Almost all experts are assuming that Fed Chair Jerome Powell and his colleagues will follow up on their recent hints with action.

(Photo: JONATHAN ERNST/REUTERS)

For Biden, the salary increase in the accounts of many citizens is basically good news – and the central bankers around Powell, contrary to all clichés, are by no means gray, unempathetic numbers servants who would not care about the weal and woe of ordinary employees. However, if the companies try to recoup the higher wages by further increasing their sales prices, then the dreaded spiral is in fact set in motion, which can only be stopped by an emergency monetary policy brake and subsequent recession. To prevent this, the Fed relies on steady but small rate hikes that make credit more expensive and ideally slow down the boom gently and in a way that protects the economy.

In the worst case, the Fed triggers the very recession it actually wants to prevent

As if this tightrope walk wasn’t difficult enough, Russia’s war against Ukraine and its global economic shock waves are now added to the mix. The immediate economic consequences for the USA are likely to be comparatively minor at first, because unlike many EU countries, the Americans import hardly any energy and agricultural products from the two conflict countries. However, the global price increases for oil, gas, coal, wheat, corn and many other commodities will also reach the United States indirectly and further increase inflationary pressures there. In addition, some US industries, such as the auto industry, are very dependent on raw materials from Russia and Ukraine, such as nickel and palladium. And the stock exchanges could also play a disastrous role: if they continue to collapse due to the ongoing political conflicts between the USA and the EU on the one hand and Russia and China on the other, the buying mood of American citizens is likely to be over quickly .

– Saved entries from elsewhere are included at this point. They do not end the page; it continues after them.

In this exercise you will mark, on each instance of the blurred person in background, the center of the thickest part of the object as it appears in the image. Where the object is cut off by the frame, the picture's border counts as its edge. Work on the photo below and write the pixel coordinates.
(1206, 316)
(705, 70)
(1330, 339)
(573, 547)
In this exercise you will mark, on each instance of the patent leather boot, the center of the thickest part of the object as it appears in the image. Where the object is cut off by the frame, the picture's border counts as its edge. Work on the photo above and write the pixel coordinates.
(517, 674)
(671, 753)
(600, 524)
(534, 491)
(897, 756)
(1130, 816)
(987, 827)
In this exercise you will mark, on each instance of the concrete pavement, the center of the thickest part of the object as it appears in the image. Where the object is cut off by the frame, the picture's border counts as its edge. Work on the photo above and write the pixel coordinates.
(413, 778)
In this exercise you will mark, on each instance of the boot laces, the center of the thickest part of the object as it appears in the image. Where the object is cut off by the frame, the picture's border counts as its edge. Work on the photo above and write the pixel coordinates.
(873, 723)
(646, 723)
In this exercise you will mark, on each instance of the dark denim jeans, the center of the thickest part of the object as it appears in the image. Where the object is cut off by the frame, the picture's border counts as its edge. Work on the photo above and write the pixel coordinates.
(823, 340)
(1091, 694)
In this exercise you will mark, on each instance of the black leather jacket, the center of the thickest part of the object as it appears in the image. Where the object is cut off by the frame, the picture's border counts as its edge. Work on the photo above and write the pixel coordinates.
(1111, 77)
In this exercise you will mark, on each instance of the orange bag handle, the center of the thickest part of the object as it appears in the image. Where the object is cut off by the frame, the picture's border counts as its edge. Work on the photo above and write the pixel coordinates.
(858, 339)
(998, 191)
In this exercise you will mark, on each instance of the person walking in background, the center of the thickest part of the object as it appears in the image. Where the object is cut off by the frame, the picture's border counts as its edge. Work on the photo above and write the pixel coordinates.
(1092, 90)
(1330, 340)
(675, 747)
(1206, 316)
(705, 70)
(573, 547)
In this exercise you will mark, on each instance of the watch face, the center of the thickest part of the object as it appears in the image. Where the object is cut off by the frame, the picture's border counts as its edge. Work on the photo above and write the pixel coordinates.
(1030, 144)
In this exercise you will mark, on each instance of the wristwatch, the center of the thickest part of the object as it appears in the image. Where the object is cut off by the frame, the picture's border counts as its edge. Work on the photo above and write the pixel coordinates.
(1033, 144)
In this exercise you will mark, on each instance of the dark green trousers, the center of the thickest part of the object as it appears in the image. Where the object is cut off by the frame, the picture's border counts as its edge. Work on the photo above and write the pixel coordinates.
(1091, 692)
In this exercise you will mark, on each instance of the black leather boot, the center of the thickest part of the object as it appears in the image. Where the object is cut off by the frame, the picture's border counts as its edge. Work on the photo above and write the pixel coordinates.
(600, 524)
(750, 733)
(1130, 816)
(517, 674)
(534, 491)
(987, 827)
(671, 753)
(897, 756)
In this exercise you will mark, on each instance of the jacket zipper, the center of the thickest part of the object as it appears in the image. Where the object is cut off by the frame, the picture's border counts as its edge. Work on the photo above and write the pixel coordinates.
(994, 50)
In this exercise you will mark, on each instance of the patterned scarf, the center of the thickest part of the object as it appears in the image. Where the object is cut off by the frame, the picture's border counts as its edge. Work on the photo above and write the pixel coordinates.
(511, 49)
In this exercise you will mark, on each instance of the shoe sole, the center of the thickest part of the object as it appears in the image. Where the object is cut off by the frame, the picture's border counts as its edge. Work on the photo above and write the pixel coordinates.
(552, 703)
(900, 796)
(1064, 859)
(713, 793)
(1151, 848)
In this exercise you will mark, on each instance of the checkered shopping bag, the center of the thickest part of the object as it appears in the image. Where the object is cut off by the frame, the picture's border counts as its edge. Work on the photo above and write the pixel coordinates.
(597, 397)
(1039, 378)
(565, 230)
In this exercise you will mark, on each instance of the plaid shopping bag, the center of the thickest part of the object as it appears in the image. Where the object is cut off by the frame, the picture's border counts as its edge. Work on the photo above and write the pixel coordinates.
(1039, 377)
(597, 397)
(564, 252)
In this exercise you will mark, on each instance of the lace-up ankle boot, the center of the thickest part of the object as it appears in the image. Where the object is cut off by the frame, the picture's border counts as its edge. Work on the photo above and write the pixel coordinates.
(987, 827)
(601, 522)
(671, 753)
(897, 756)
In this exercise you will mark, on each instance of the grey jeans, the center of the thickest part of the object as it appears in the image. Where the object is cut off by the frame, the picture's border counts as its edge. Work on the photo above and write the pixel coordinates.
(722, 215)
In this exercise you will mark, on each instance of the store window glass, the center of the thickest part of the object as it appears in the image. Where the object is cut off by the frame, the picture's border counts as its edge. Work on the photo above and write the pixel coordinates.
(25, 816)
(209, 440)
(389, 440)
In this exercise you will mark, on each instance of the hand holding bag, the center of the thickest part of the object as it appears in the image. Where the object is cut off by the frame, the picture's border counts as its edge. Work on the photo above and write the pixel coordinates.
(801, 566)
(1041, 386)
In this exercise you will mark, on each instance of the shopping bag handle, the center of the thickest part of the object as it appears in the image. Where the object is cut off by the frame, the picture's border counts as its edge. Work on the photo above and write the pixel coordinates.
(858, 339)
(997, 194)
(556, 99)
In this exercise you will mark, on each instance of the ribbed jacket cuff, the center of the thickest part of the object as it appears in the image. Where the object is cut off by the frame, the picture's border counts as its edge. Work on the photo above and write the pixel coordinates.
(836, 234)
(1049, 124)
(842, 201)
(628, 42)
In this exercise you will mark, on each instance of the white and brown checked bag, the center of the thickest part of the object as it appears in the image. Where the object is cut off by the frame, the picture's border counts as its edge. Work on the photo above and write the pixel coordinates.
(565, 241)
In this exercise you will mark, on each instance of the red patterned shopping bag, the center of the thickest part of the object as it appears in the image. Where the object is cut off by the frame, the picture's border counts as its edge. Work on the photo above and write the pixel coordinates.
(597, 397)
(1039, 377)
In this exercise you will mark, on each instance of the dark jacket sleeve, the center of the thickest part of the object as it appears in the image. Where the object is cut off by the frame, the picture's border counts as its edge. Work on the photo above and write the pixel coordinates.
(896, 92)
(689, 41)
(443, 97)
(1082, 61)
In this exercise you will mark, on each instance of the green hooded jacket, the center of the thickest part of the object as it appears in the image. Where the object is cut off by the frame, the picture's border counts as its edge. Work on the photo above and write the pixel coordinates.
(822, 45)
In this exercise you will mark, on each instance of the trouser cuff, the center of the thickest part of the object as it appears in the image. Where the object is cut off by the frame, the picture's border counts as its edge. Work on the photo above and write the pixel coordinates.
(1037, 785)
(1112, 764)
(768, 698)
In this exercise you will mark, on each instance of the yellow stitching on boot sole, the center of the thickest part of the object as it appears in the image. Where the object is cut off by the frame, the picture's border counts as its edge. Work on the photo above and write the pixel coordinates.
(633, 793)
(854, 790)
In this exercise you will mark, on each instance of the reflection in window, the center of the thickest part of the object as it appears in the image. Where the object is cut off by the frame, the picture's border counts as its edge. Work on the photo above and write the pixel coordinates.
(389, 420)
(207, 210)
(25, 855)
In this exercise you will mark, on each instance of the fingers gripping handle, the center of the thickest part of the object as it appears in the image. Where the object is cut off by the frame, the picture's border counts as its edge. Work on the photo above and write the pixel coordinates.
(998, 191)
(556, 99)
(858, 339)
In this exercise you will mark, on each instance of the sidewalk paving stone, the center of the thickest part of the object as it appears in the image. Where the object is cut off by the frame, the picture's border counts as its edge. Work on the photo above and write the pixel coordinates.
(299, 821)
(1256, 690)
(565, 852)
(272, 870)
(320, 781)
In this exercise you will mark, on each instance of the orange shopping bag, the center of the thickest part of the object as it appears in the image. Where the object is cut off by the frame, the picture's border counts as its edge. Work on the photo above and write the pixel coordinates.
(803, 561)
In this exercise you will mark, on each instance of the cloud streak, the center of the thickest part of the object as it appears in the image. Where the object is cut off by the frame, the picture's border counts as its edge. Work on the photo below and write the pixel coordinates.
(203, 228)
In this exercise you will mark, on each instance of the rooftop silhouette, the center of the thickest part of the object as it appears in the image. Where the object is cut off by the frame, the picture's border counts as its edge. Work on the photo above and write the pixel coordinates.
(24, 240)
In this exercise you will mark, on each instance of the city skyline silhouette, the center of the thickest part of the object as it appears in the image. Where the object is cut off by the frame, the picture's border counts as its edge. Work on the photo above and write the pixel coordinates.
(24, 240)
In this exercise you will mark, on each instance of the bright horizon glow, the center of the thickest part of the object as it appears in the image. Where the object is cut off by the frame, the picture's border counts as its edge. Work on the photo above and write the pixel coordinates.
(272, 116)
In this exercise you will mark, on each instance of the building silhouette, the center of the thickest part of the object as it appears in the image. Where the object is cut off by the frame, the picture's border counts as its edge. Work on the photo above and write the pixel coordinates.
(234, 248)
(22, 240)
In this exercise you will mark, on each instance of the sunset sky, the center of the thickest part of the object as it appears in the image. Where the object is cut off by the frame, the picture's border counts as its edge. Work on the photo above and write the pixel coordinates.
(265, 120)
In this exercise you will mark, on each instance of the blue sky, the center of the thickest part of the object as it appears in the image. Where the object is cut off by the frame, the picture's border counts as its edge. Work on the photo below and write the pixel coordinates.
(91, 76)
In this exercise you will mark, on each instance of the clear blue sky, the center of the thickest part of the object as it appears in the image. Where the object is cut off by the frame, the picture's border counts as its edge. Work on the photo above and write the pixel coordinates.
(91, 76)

In the worst case, the Fed would raise interest rates just as the apparently robust post-coronavirus economy was beginning to weaken again. In view of record inflation, doing nothing is probably not an option either. However, if the monetary watchdogs do not act cautiously, they may end up triggering the very recession they actually wanted to prevent with the interest rate hikes.

In view of the problems, Biden has already put together a communication strategy that should take effect if prices continue to rise – core message: Vladimir Putin is to blame! However, he cannot frighten the opposition Republicans, who want to win back both the House of Representatives and the Senate from the Democrats in November, with this slogan. On the contrary, their rallying cry may be even more catchy for US voters. It reads: Joe Biden is to blame!